As you can see in the examples below, Happy Numbers uses a place valued number chart to help children multiply by 10s, 100s, and 1000s. This way, children see the concrete consequences of multiplying a number.
– Multiplication with Multi-digit Numbers
Once children have mastered multiplying by 10, 100, or 1000, children can begin working on multiplying with any multi-digit numbers. As you can see in the example below, it’s best to start off simply.
First, offer children problems that don’t involve regrouping and which can be represented visually or with manipulatives easily.
Then, you can walk the children through problems that involve regrouping. Notice how in the example below, there are more than 10 units in the ones column. Next, children will need to move 10 ones into the 10s column as 1 ten.
Also, notice how when solving for partial products, it’s clarified that when multiplying by the 2 in the 10s column, this is actually 20. This way, children understand the problem more fully than if they just solved for “4 x 2” and put the 8 in the tens column.
Learning the Standard Algorithm
Once children have mastered solving multi-digit problems using visual representations, it’s worthwhile to have them learn the standard algorithm. This is how many teachers were taught to do multiplication when they were in school! The method is useful because it’s quick and easy to do. However, students should only use the standard algorithm for solving multiplication problems when they understand regrouping and place value very well.
Strategies for Multiplying
Do you ever wish you could solve multiplication problems more quickly? You probably can! In some cases, you can break down numbers ending in 0 and use the associative property to then multiply by ten. In other words, 20 is the same as 2 x 10. So, you can represent it this way, as in the problem, as below.
Put it All Together
Finally, students can learn to use the associative property as well as the standard algorithm to make it even easier to manipulate numbers. Using these strategies, many students will be able to do complicated multiplication problems in their head!
See an example below showing how to break down a problem using the associative strategy and the standard algorithm.
– Solving for Area of a Rectangle
Another skill children can practice in 4th grade is solving for area of rectangles. However, in 4th grade, children need to be able to choose the correct procedure.

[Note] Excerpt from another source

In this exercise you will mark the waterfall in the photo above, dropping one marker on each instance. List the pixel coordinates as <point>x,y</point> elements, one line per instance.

For example, you might switch between solving for perimeter and area so that students practice identifying when to use addition and when to use multiplication.
– Multiplying Fractions by Whole Numbers
Finally, after having studied fractions and multiplication with whole numbers, students can practice multiplying fractions by whole numbers. As you can see in the example below, students need to have a strong understanding of what the numerator and denominator mean. Then, students can perform slightly more complex multiplication such as 2/8 x 3.